# JW Benson identification



## Trevmando (Jun 2, 2015)

Hi all,

this is my first post. I've just won a JW Benson pocket watch on eBay, and the dial is unsigned, as is the movement, but the mechanism dust cover is engraved JW Benson by warrant to the queen etc. the hallmarks of the case are all for 1884. The back cover and dust cover both have '1296' engraved on them (serial number, or style).

i assume that it is a bought in mechanism (unless it was put together later!!) rather than one made by Benson. I'm curious really - I've only seen signed ones of this type of age on the Internet.
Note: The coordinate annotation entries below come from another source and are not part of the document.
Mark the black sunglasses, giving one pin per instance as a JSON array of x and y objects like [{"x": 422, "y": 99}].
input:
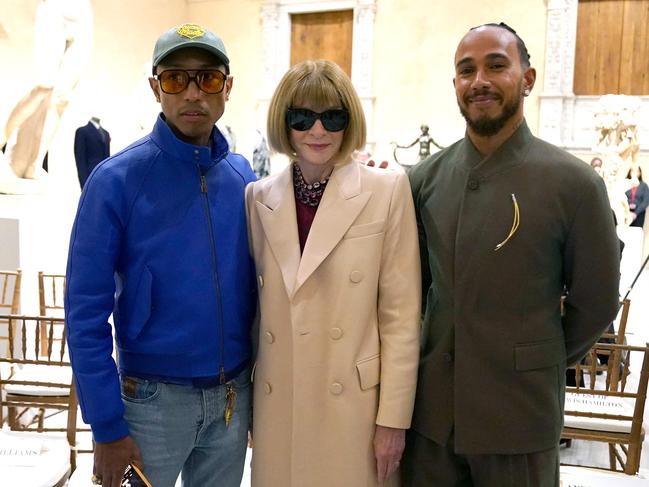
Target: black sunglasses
[
  {"x": 302, "y": 119},
  {"x": 174, "y": 81}
]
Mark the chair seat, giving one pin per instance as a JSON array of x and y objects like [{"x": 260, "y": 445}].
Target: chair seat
[
  {"x": 589, "y": 477},
  {"x": 599, "y": 404},
  {"x": 41, "y": 373},
  {"x": 33, "y": 459},
  {"x": 82, "y": 474}
]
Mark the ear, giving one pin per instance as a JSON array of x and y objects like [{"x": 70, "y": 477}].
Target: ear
[
  {"x": 228, "y": 87},
  {"x": 529, "y": 78},
  {"x": 153, "y": 83}
]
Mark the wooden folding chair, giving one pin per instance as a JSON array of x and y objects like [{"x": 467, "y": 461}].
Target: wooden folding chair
[
  {"x": 42, "y": 382},
  {"x": 51, "y": 293},
  {"x": 609, "y": 407},
  {"x": 9, "y": 300}
]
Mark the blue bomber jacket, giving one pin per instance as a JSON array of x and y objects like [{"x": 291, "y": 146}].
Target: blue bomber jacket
[{"x": 160, "y": 241}]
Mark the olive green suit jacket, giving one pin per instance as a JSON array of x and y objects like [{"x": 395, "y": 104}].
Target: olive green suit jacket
[{"x": 495, "y": 346}]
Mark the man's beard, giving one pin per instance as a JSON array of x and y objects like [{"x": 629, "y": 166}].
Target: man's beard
[{"x": 486, "y": 126}]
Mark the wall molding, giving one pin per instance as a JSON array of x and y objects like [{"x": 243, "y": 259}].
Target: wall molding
[{"x": 565, "y": 119}]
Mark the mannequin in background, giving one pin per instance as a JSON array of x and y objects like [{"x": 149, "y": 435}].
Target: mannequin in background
[
  {"x": 91, "y": 146},
  {"x": 62, "y": 42}
]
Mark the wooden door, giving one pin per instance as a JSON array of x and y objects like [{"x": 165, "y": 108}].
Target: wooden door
[
  {"x": 323, "y": 35},
  {"x": 612, "y": 54}
]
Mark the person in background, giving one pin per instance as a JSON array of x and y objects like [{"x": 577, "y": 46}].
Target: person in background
[
  {"x": 637, "y": 196},
  {"x": 335, "y": 247},
  {"x": 160, "y": 241},
  {"x": 507, "y": 222}
]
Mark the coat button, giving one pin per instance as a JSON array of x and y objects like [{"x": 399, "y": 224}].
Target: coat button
[
  {"x": 336, "y": 388},
  {"x": 356, "y": 276},
  {"x": 335, "y": 333}
]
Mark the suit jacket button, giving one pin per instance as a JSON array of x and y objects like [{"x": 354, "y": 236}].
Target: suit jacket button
[
  {"x": 335, "y": 333},
  {"x": 356, "y": 276},
  {"x": 336, "y": 388}
]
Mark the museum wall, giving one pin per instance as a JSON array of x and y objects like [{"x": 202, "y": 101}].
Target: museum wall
[{"x": 414, "y": 45}]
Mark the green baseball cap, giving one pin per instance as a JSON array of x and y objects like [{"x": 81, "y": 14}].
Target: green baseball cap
[{"x": 189, "y": 35}]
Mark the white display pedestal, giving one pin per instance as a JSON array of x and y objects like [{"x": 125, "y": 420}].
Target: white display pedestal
[{"x": 34, "y": 236}]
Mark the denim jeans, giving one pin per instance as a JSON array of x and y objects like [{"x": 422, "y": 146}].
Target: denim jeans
[{"x": 180, "y": 428}]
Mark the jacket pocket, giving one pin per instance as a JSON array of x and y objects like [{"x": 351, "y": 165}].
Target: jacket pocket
[
  {"x": 369, "y": 371},
  {"x": 365, "y": 229},
  {"x": 140, "y": 307},
  {"x": 540, "y": 354}
]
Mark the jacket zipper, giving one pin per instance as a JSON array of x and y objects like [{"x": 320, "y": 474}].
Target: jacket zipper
[{"x": 215, "y": 273}]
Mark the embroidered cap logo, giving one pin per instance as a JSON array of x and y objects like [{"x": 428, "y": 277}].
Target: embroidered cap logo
[{"x": 190, "y": 31}]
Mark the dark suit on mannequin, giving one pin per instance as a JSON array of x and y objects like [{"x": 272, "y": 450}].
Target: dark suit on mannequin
[{"x": 91, "y": 146}]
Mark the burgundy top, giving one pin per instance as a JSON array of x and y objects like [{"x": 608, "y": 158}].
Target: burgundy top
[{"x": 305, "y": 215}]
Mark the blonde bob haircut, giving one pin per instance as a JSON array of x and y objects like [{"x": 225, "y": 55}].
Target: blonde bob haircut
[{"x": 319, "y": 85}]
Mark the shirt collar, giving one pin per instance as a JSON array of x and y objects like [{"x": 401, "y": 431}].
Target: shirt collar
[{"x": 164, "y": 137}]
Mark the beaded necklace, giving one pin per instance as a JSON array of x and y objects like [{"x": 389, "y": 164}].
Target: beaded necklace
[{"x": 307, "y": 194}]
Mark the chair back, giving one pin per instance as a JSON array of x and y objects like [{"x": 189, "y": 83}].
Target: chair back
[
  {"x": 36, "y": 377},
  {"x": 9, "y": 302},
  {"x": 609, "y": 406},
  {"x": 51, "y": 293}
]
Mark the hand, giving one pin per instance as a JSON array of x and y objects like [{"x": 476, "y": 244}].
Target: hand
[
  {"x": 383, "y": 164},
  {"x": 112, "y": 458},
  {"x": 388, "y": 448}
]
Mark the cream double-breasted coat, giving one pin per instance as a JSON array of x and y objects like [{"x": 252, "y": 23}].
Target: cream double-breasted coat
[{"x": 339, "y": 326}]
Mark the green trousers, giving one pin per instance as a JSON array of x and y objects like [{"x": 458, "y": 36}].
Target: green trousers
[{"x": 427, "y": 464}]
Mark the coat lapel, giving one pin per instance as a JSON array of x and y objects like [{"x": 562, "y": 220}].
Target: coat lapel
[
  {"x": 341, "y": 204},
  {"x": 277, "y": 215}
]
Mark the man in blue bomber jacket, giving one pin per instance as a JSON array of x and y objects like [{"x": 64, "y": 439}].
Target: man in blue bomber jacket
[{"x": 160, "y": 241}]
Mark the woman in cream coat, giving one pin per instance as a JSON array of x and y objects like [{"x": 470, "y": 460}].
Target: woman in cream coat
[{"x": 335, "y": 245}]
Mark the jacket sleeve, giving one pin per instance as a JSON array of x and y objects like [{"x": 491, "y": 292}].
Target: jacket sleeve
[
  {"x": 399, "y": 308},
  {"x": 96, "y": 238},
  {"x": 591, "y": 272},
  {"x": 426, "y": 279}
]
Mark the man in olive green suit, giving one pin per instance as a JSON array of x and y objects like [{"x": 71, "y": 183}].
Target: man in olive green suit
[{"x": 507, "y": 224}]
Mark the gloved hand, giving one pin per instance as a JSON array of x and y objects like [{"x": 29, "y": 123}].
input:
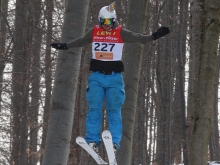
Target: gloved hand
[
  {"x": 59, "y": 46},
  {"x": 162, "y": 31}
]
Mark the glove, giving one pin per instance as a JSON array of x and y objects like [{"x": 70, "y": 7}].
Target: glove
[
  {"x": 162, "y": 31},
  {"x": 59, "y": 46}
]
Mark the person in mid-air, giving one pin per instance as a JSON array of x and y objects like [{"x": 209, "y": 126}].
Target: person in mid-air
[{"x": 106, "y": 66}]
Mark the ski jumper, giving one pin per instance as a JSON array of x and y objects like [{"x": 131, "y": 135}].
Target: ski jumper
[{"x": 105, "y": 82}]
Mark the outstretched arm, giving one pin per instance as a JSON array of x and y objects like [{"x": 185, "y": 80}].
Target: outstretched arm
[
  {"x": 78, "y": 42},
  {"x": 132, "y": 37}
]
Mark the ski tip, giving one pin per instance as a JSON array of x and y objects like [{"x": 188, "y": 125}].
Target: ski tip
[
  {"x": 106, "y": 132},
  {"x": 79, "y": 138}
]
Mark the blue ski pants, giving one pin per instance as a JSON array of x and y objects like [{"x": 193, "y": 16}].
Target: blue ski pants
[{"x": 111, "y": 88}]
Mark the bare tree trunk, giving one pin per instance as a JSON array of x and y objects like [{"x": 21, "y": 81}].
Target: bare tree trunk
[
  {"x": 181, "y": 71},
  {"x": 65, "y": 84},
  {"x": 19, "y": 88},
  {"x": 214, "y": 147},
  {"x": 48, "y": 74},
  {"x": 3, "y": 19},
  {"x": 132, "y": 52},
  {"x": 35, "y": 80}
]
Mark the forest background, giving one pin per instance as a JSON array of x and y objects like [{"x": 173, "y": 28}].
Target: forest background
[{"x": 170, "y": 115}]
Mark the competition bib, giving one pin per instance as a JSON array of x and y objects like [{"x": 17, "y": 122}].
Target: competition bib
[{"x": 107, "y": 46}]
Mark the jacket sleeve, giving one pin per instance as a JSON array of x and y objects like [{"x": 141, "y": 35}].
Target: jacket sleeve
[
  {"x": 132, "y": 37},
  {"x": 81, "y": 41}
]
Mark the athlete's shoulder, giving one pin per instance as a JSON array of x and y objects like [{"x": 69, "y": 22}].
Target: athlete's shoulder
[{"x": 96, "y": 26}]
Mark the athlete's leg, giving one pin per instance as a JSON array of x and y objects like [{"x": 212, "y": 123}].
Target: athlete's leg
[
  {"x": 115, "y": 96},
  {"x": 95, "y": 98}
]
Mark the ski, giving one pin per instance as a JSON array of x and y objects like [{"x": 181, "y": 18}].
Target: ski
[
  {"x": 107, "y": 139},
  {"x": 81, "y": 141}
]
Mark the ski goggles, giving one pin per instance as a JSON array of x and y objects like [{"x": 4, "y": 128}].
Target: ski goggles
[{"x": 106, "y": 21}]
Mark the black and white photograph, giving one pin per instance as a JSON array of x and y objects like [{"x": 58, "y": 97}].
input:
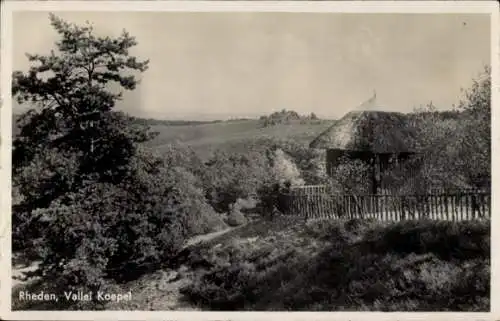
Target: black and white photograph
[{"x": 249, "y": 160}]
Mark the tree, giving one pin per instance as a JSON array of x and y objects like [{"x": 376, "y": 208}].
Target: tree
[
  {"x": 71, "y": 89},
  {"x": 89, "y": 200}
]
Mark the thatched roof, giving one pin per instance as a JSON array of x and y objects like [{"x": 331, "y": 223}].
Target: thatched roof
[{"x": 367, "y": 128}]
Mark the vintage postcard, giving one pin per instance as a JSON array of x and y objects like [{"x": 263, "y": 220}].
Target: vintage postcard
[{"x": 248, "y": 160}]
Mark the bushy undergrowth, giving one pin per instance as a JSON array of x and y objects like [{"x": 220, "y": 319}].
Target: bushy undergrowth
[{"x": 333, "y": 266}]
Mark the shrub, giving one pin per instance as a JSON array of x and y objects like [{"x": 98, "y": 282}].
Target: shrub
[{"x": 236, "y": 218}]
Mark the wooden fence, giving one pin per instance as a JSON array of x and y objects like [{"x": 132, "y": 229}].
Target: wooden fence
[{"x": 318, "y": 202}]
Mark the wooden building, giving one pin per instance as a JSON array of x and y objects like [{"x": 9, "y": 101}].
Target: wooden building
[{"x": 370, "y": 134}]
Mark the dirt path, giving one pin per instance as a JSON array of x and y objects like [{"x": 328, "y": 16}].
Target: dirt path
[{"x": 19, "y": 270}]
i'd appreciate anybody's thoughts on it. I'll try to attach photos.

thanks, Trev

ok, photos don't seem to want to load, here's links to the pics on photobucket

http://s1045.photobucket.com/user/Trevmando/media/image.jpg1_zpsuswsspau.jpg.html

http://s1045.photobucket.com/user/Trevmando/media/image.jpg4_zps2wesxkvd.jpg.html

http://s1045.photobucket.com/user/Trevmando/media/image.jpg3_zpsfk3yj1ac.jpg.html

http://s1045.photobucket.com/user/Trevmando/media/image.jpg2_zpsjzhpoluo.jpg.html


----------



## hartley353 (Nov 8, 2013)

None of my Benson watches has a unsigned movement regardless of where it was sourced, dials get damaged and changed over the years so can be unsigned. My silver cased Benson's also have JWB stamped alongside the silver marks. Hope this is of some help, you have a conundrom.


----------



## Paul Audemars (Oct 31, 2013)

My ancestors were suppliers to Benson in the 1870s-1880s (so were my father and grandfather in the 20thC) *but *(and I am no kind of expert) that doesn't look to me like their work.

Nevertheless please have a look to see if there is any sort of serial number on the movement itself.

You never know.................

Paul

www.audemars.co.uk


----------